I don't come by here very often any more (trying to wean myself away from this board in anticipation of when we cannot ever post any more) but since walking away from the WTS 1999 and some six or so years afterwards, my life was filled a series of changes and adjustments with my family. A lot of bad feelings were being dealt with because of my shunning my oldest son and I have three grandchildren that had never laid eyes on me or knew me at all except for being "the grandmother who does not have anything to do with my Dad". Living a in very small town and having my DIL's many relatives everywhere.....added to the bad rap I was forced to live with. It has been a rough road.
In the last couple of years, and leaving this mess in Jesus' hands, things have not only begun to emerge as "fixable", but have most definetely BEEN fixed at long last. I was invited to the youngest grandchild's (of this son) Sweet 16 birthday party last summer and I teared up when I realized that this was the FIRST birthday party of all three of these grandchildren that I had attended.
We have been invited to Thanksgiving dinner ( for the fourth year) with our whole family and that of my DIL's family (she is one of seven) and to spend a few days at Christmas at another son's home. We attend a huge 4th of July party with our family and everyone's friends at another son's house, and a big end-of-the-summer party that includes several of our birthdays and anniversaries etc are all celebrated together. It has been great.
The WTS rules had left this family shredded to bits. But these gatherings have done wonders to cement the gaping hole that being in the WTS had left many of us with, and no longer is there any worry about somebody showing up that will not be able to sit down and eat with the other one, blah blah blah....YOU know all those hideous WTS rules, regulations and requirements we HAD to live by to be "pleasing to God" ....They no longer apply to ANY of us any more....and what a marvellous difference this has made in bringing us closer together AS the family we should have been all the time. We have one daughter that remains a JW and has nothing at all to do with ANY of the family....even those that were never JWs, just a general blanket shutting off of them all. This does not advertise the WTS in a very good light....but that's okay.
I can deal with family members on a whole new level now, with no problem of who is worthy of my friendship or who is not. Being a JW is SO downright judgmental and mentally isolating. ALL of that is gone now and we can be COMFORTABLE with one another now....and it feels SO good to feel this way! I can say that I am more at peace with myself and everyone around me, more tolerant, more forgiving of others, and more deeply happy than I ever have been. (I still speak out about the evil WTS on the online forums though, LOL! I have ZERO tolerance for those that try to puff up the Borg.)

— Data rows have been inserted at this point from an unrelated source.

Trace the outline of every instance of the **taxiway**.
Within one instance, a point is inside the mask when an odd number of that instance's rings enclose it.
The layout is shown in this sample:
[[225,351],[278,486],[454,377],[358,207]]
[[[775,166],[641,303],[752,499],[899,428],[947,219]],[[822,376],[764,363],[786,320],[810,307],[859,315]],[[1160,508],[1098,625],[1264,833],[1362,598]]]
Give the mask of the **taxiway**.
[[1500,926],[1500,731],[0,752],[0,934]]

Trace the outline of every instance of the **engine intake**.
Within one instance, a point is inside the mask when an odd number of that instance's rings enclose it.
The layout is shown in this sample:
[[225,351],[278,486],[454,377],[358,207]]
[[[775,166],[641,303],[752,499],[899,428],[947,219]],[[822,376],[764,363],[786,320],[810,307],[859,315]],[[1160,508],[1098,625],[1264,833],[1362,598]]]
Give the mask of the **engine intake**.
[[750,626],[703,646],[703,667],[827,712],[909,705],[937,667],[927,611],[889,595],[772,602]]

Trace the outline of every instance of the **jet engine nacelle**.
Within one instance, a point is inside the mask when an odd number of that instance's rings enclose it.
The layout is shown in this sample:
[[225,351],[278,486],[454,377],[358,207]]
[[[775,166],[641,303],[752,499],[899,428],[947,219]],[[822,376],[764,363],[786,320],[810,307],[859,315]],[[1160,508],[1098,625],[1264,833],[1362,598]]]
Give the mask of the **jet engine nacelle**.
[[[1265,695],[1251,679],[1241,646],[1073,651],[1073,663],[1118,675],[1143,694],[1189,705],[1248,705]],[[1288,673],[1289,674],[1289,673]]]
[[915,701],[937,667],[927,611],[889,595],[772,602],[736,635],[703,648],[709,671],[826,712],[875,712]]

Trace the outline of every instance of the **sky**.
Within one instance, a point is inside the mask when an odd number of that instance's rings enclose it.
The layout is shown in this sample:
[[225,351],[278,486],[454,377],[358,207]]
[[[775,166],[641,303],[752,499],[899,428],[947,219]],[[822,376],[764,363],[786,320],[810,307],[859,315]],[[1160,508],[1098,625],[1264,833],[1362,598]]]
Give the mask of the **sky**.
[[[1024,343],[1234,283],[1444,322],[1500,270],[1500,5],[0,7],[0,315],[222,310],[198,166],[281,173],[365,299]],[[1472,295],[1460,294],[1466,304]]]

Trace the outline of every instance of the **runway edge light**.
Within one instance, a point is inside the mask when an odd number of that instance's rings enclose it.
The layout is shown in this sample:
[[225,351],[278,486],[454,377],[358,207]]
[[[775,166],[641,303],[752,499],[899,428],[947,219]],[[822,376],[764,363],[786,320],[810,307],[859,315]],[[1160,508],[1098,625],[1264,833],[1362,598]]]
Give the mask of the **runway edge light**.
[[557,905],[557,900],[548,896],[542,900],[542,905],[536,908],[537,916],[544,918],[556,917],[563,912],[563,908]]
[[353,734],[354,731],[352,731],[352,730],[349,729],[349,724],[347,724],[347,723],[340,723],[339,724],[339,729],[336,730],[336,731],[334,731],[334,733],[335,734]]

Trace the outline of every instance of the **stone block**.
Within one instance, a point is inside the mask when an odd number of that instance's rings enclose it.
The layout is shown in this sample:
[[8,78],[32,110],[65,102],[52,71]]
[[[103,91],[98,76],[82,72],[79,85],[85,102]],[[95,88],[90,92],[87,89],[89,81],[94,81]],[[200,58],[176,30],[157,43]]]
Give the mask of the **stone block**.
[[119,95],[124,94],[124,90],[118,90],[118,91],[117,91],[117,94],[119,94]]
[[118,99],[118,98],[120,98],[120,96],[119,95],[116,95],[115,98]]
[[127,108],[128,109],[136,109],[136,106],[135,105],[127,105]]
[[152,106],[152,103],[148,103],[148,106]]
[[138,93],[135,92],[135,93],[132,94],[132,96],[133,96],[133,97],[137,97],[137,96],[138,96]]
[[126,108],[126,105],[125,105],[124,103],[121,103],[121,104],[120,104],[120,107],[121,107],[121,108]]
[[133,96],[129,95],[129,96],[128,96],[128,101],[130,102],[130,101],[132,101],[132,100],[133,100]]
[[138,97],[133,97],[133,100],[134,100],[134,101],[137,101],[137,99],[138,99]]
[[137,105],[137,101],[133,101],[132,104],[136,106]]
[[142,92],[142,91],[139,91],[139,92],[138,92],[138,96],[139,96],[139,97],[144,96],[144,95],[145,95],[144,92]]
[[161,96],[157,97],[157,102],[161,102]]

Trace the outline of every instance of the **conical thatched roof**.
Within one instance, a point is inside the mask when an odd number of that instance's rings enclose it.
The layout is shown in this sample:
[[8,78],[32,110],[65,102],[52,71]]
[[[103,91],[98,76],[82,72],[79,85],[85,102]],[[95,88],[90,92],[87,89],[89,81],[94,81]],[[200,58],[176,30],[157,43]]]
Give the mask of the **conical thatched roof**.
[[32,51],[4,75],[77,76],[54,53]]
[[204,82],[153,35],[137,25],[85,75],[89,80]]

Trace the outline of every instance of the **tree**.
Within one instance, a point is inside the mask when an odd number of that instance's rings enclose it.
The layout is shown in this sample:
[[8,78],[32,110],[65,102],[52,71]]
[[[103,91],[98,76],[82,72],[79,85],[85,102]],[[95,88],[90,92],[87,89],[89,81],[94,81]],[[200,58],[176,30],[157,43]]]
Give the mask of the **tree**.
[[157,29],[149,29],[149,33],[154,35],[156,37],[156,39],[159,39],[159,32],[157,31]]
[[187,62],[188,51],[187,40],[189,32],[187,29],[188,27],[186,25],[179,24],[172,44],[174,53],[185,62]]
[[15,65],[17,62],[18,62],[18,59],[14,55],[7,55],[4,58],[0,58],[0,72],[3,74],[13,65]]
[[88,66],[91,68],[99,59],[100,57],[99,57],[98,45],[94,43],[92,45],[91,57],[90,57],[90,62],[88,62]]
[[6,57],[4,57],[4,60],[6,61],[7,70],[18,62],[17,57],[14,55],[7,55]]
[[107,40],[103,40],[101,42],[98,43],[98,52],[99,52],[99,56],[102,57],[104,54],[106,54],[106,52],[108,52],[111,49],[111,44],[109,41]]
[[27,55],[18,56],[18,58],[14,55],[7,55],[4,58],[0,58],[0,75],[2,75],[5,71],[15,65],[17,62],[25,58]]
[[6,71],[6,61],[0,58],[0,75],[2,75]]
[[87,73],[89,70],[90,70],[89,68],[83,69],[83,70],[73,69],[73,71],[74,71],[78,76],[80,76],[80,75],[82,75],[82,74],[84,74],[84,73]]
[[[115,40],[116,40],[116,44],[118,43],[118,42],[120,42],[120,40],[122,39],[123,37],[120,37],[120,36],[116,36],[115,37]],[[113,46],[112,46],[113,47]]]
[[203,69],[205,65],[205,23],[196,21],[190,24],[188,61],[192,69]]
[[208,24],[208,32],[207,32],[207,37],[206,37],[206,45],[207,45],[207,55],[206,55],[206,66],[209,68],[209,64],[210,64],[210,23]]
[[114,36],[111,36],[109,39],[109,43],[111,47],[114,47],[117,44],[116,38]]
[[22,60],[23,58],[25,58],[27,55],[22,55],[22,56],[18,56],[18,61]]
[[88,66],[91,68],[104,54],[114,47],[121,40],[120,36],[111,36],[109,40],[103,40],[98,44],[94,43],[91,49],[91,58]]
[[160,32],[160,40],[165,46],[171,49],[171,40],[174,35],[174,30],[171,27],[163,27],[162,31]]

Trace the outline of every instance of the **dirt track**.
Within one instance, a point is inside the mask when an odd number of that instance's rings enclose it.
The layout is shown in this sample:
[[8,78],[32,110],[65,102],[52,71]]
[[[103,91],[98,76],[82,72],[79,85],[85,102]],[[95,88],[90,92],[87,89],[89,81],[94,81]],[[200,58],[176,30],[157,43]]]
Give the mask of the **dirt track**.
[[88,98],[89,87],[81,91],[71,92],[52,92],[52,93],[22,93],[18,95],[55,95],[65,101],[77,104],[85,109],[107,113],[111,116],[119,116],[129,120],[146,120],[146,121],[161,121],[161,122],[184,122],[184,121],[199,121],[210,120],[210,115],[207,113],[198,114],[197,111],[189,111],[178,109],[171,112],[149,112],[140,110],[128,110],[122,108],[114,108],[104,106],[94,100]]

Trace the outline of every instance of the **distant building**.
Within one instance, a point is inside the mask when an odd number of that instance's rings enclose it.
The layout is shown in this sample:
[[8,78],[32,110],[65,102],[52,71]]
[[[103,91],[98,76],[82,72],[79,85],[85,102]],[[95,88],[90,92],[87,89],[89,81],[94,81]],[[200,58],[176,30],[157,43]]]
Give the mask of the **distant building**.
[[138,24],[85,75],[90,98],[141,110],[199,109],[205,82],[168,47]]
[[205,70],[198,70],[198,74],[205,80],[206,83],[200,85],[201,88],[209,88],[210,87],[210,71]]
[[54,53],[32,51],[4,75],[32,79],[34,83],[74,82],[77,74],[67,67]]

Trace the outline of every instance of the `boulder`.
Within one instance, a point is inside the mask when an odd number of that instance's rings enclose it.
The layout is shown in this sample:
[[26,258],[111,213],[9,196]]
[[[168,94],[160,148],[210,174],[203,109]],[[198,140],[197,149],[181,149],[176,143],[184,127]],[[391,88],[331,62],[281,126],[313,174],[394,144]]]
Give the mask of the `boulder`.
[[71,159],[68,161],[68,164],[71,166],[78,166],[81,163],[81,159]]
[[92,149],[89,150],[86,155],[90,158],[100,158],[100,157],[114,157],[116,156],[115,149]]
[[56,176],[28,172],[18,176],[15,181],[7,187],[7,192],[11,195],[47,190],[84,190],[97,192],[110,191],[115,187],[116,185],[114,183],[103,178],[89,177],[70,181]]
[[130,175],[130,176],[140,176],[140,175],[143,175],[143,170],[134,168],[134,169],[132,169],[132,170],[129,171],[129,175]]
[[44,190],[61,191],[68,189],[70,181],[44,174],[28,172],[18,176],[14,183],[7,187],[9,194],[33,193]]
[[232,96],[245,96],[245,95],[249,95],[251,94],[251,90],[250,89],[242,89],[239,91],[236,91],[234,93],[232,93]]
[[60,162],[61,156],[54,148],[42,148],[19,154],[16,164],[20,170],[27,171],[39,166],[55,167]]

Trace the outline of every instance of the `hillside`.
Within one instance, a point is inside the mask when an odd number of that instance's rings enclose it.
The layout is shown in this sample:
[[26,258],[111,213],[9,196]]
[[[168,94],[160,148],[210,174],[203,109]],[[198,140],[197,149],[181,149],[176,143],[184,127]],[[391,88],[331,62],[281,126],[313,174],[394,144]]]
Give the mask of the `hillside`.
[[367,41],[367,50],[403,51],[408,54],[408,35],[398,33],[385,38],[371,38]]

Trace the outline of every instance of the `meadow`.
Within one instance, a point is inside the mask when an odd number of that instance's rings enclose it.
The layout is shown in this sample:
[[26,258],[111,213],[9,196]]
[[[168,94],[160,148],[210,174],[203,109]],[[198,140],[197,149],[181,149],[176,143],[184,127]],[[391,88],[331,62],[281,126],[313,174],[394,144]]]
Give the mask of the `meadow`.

I buried a LOT of pain and sadness as a JW.....while waiting for "Jehovah" to fix things in the new order and while putting my life and my dreams on hold for three decades. Finding out that the WTS was a sham was also painful, but leaving that mindset and that WTS-approved ratrace was the best thing I have ever done. I never left God (as the WTS teaches) but have FOUND the Savior that had also been waiting for ME all that time. Without his hand in things, who knows where I would be today....but he IS there and I don't have to wait for him. I have SEEN, firsthand, what he has done for me! Once the way was cleared, many things took off in flight!
I just wanted to put all this down so that others who are seeing all the horrible things this cult has done in the past and IS doing at present....while making all it's absurd claims of being the "only pure religion on earth....and if they are thinking of walking away from it....that there IS a wonderful, meaningful and fulfilling life after leaving! Do not let FEAR of the WTS stand in your way. The world is NOT as awful as they tell you...and there ARE some pretty great folks EVERYWHERE you go, that won't measure your worth OR their friendship towards you, by what faith or religion you may happen to be.
I wish you ALL the best and I will be seeing many of you on other forums in the near future.